Review of "Alone But Not Lonely"

Marie Ricks on her blog recently reviewed Paul Brandt's book Alone But Not Lonely.

We all have loved ones--family members and close friends--who are single and searching for someone to love for forever. The singles we know are in all types of situations. They may have been searching for a spouse for just a few years or many years. They may be divorced or have lost a spouse. It is because there is someone in each one of our families or close circle of friends with special family needs that Paul S. Brandt's book, Alone But Not Lonely, is such a wonderful addition to the library of LDS books of help and encouragement for singles.

Alone But Not Lonely covers all aspects of loneliness and the difficulties of being single, especially in an LDS context. Brandt defines loneliness and answers the deep questions that most singles have about acceptance, love, faith, and hope. After ten chapters of instruction, encouragement, exercises, doctrine, and Brandt's "Four Weeks to More Joy and Love" program, Alone But Not Lonely culminates with seven empathetic essays written by LDS singles in unique situations.

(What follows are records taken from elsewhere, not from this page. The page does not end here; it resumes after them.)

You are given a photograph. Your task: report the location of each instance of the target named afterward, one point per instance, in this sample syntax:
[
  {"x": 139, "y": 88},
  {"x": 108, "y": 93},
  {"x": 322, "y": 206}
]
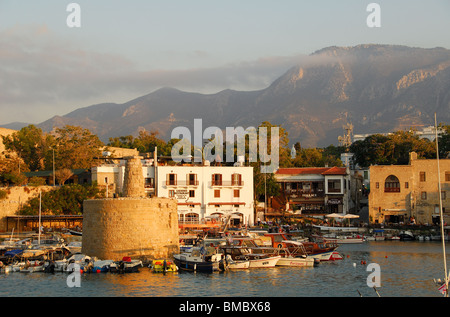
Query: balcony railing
[
  {"x": 227, "y": 183},
  {"x": 180, "y": 183}
]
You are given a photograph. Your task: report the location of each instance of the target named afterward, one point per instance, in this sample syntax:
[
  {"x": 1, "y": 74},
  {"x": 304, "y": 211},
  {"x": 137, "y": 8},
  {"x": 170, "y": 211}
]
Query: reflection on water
[{"x": 407, "y": 269}]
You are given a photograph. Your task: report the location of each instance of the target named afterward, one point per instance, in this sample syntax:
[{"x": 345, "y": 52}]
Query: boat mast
[
  {"x": 440, "y": 207},
  {"x": 39, "y": 228}
]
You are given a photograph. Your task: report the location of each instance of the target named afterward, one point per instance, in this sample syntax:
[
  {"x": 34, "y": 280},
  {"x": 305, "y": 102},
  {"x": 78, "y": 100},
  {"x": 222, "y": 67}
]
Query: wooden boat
[
  {"x": 236, "y": 264},
  {"x": 296, "y": 255},
  {"x": 318, "y": 248},
  {"x": 200, "y": 259},
  {"x": 126, "y": 265},
  {"x": 263, "y": 261},
  {"x": 33, "y": 266},
  {"x": 101, "y": 266},
  {"x": 4, "y": 269},
  {"x": 163, "y": 266},
  {"x": 255, "y": 255}
]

Alone But Not Lonely is full of instruction, encouragement, and ideas for change. Based on his qualifications as a social worker, psychotherapist, marriage and family therapist, renowned speaker, and latter-day saint, Brandt is able to addresses the unique challenges of LDS singles in an encouraging, informative, understanding, and doctrinal-based way. Furthermore, in Alone But Not Lonely, Brandt is able to talk to his readers not as a therapist, a bishop, a father, or even a friend, but almost as if he were the voice of the readers themselves, reminding them what they believe, what hope there is to cling to, how to keep going day by day to find joy, and what they can change.

There is something powerful in a book like Alone But Not Lonely when its only weakness is that its page headers don't identify what chapter you're in. Paul Brandt's Alone But Not Lonely is an amazing find for anyone struggling with loneliness and the discouragements of being single.